と言うのも、カラソフスキーが当時のウィーンの郵便局の配送事情を知らなかった事は前回にも説明した通りであり、したがって今回カラソフスキーが意図的に「土曜日」を選んだとは考えられない。今回に関しては、カラソフスキーは単に贋作書簡の日付を「元旦」に設定したに過ぎず、それがたまたまこの年は「土曜日」だったと言うだけの話なのだと思われる。

 

 

■ウィーンのフレデリック・ショパンから、

ワルシャワのヤン・マトゥシンスキへ(ウィーン時代のマトゥシンスキ贋作書簡・第3便)#2■

「最も親愛なる人よ、

今君は、君の欲しいものを手に入れた。君はその手紙を受け取ったかい? そのいずれかを届けてくれたかい? 」

 

この書き出しも、「現実の手紙の文章」として極めて不自然なもので、こう言うのはつまり、芝居やドラマなどでよく使われる「説明セリフ」と言うものなのである。

まず、これは前回の手紙の以下の部分に呼応している。

僕が自分で彼女に手紙を書こう、それに、実のところ、僕が耐えている苦悩から逃れるためにも、ずっと以前にそうするべきだったのだが、でも僕の手紙が他人の手に渡るような事にでもなったら、彼女の評判を傷付けはしないだろうか?」

つまり、前の手紙で予告していた事を結局行動に移し、その由をマトゥシンスキに説明していると言う体で書かれてはいるが、しかし実際は、ショパンがマトゥシンスキに説明しているのではなく、これはカラソフスキーが読者に向かって説明している文章なのである。

分かりやすく補足すると、以下のような感じになる。

「今君は、僕が君宛に書いた手紙とコンスタンツヤ宛に書いた手紙を手に入れた訳だ。君はその手紙を受け取ったかい? そしてコンスタンツヤ宛の方を彼女に届けてくれたかい?」

 

だからこそ、「手紙を受け取ったかい?」などと言う、「手紙の文章」としてあり得ない表現が平気で飛び出すのだ。

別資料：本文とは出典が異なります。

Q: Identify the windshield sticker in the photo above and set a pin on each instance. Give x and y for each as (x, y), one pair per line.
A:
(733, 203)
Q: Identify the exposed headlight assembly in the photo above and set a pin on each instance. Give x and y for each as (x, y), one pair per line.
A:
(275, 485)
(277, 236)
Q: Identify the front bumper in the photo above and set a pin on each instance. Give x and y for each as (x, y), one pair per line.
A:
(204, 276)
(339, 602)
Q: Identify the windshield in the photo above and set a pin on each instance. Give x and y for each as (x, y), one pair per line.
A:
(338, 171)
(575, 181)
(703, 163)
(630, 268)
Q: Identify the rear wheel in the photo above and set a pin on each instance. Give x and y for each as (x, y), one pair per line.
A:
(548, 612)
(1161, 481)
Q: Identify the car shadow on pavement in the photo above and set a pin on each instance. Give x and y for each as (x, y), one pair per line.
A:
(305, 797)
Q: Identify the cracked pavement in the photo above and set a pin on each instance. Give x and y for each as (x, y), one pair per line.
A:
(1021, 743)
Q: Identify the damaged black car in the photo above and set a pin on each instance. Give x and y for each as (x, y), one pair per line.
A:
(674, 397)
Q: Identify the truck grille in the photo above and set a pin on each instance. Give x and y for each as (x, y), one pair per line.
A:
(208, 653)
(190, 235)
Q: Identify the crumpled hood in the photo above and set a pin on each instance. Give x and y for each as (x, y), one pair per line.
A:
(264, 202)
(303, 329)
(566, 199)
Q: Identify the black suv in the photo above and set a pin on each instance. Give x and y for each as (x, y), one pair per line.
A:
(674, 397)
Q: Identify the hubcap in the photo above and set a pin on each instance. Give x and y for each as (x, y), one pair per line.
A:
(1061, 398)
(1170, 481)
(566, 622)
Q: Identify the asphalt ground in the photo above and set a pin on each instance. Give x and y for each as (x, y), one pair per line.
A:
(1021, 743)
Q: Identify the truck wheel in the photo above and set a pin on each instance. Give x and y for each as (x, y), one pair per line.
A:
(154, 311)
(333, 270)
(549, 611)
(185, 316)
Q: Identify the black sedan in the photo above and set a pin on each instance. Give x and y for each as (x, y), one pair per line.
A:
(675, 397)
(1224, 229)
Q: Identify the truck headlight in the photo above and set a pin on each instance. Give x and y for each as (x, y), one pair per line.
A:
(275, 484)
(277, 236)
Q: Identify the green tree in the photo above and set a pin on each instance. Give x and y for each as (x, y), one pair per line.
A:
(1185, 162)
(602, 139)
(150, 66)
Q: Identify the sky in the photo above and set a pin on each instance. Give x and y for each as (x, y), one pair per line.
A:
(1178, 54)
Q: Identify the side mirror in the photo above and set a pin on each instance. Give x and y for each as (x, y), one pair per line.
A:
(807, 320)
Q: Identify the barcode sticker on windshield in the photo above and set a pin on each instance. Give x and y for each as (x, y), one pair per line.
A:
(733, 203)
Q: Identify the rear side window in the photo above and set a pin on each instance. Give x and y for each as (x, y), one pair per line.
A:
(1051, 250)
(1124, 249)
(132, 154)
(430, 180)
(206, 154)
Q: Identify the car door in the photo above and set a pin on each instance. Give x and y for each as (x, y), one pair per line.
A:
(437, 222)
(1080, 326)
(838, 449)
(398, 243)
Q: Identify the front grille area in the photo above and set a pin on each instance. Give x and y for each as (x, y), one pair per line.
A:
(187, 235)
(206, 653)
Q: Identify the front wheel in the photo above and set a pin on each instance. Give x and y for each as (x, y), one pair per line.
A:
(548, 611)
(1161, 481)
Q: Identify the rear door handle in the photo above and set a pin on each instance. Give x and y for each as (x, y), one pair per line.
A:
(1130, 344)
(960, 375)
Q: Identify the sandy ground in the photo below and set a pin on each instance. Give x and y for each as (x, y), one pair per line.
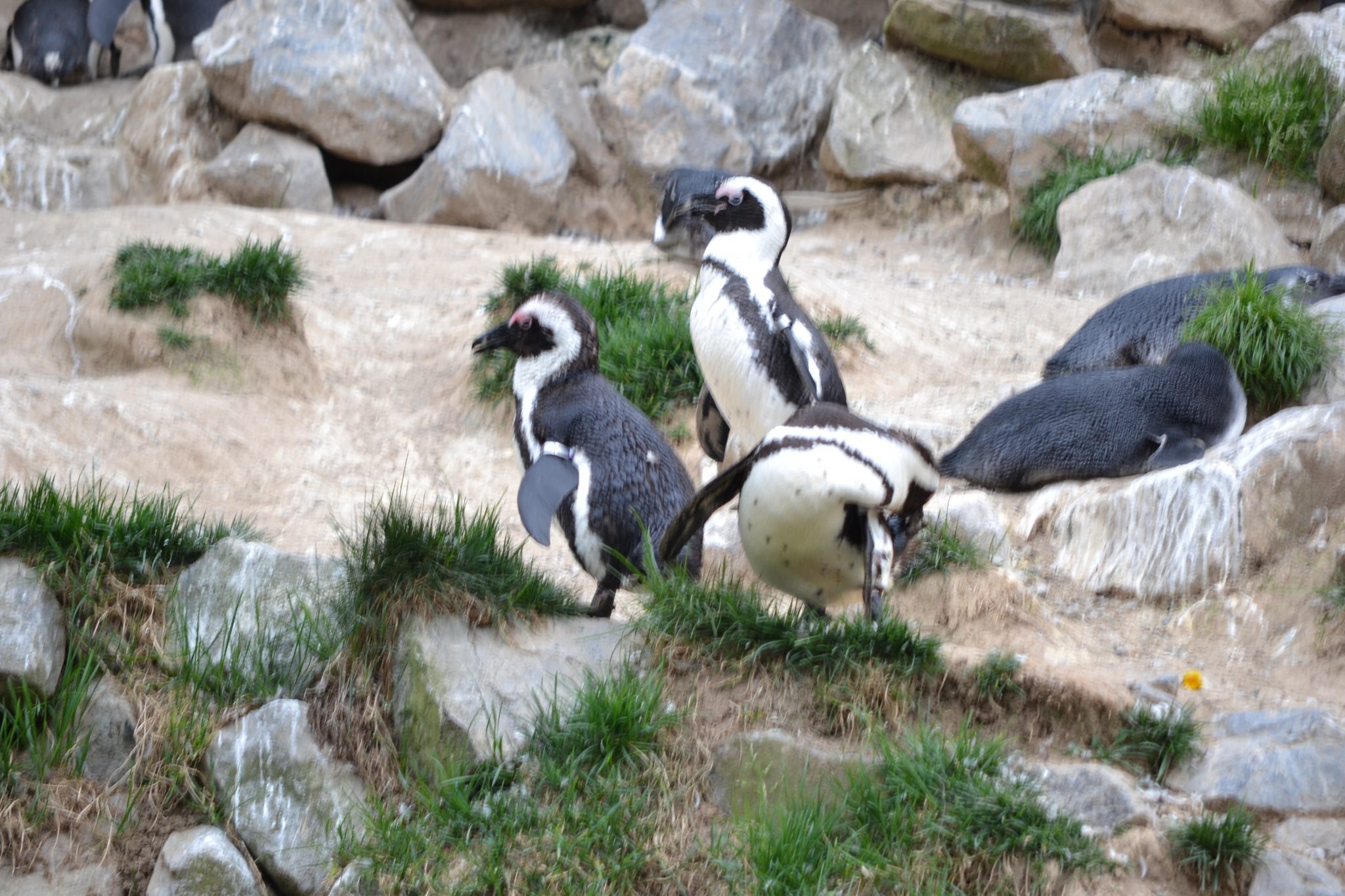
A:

そもそも手紙に「手紙を受け取ったかい?」なんて書くバカがいるのだろうか? 受け取ったからこそ読んでいるのに、その読んでいる相手に向かって「手紙を受け取ったかい?」なんて…。こう言うのは、いかにもカラソフスキーらしい作文である。

これが、フィクション世界でのみ用いられる会話法、いわゆる「説明セリフ」と言うものだ。

 

もちろん実際には、ショパンがグワトコフスカに横恋慕していた事実もなければ、その彼女に手紙を書いていた事実もないし、だから手紙をマトゥシンスキに託していた事実もない。

もしもあれば、このようにいちいち「そのまんま」わざとらしく説明しなくても、ちゃんとそれらしいニュアンスが行間から読み取れるものなのである。最初から何もないからこそ、カラソフスキーはどこかでその設定について「そのまんま」説明しなければならない訳で、それをここでしていると言う事なのだ。

 

     ちなみに、非常に奇妙な事に、この手紙には3種類のバージョン違いがあり、そのうちの一つには、冒頭に「僕は、22日付の君の手紙を受け取った」と付け加えられているものがある。これもおかしな話だが、これについては後述する。

 

 

■ウィーンのフレデリック・ショパンから、

ワルシャワのヤン・マトゥシンスキへ(ウィーン時代のマトゥシンスキ贋作書簡・第3便)#3■

「僕はまだ自分のした事を後悔している。僕は甘い希望に満たされていたが、今は疑念と不安に悩まされている。おそらく彼女(※グワトコフスカの事)は僕を軽蔑するか、さもなくば笑うだろう! おそらく――おお、彼女は僕を愛しているだろうか?と、僕の鼓動する心臓が訊ねる。」

 

こう言うのも、単なる妄想でしかない。

ショパンはこのように、妄想や空想だけで勝手に物事を決めつけるような思考回路の持ち主ではない。

必ず事実に即した事しかコメントしないのである。

ショパンの想像力と言うものは、作曲においてしかその能力を発揮しないから、文章を書くのも手紙に限られ、日記や手記の類を書く習慣もない。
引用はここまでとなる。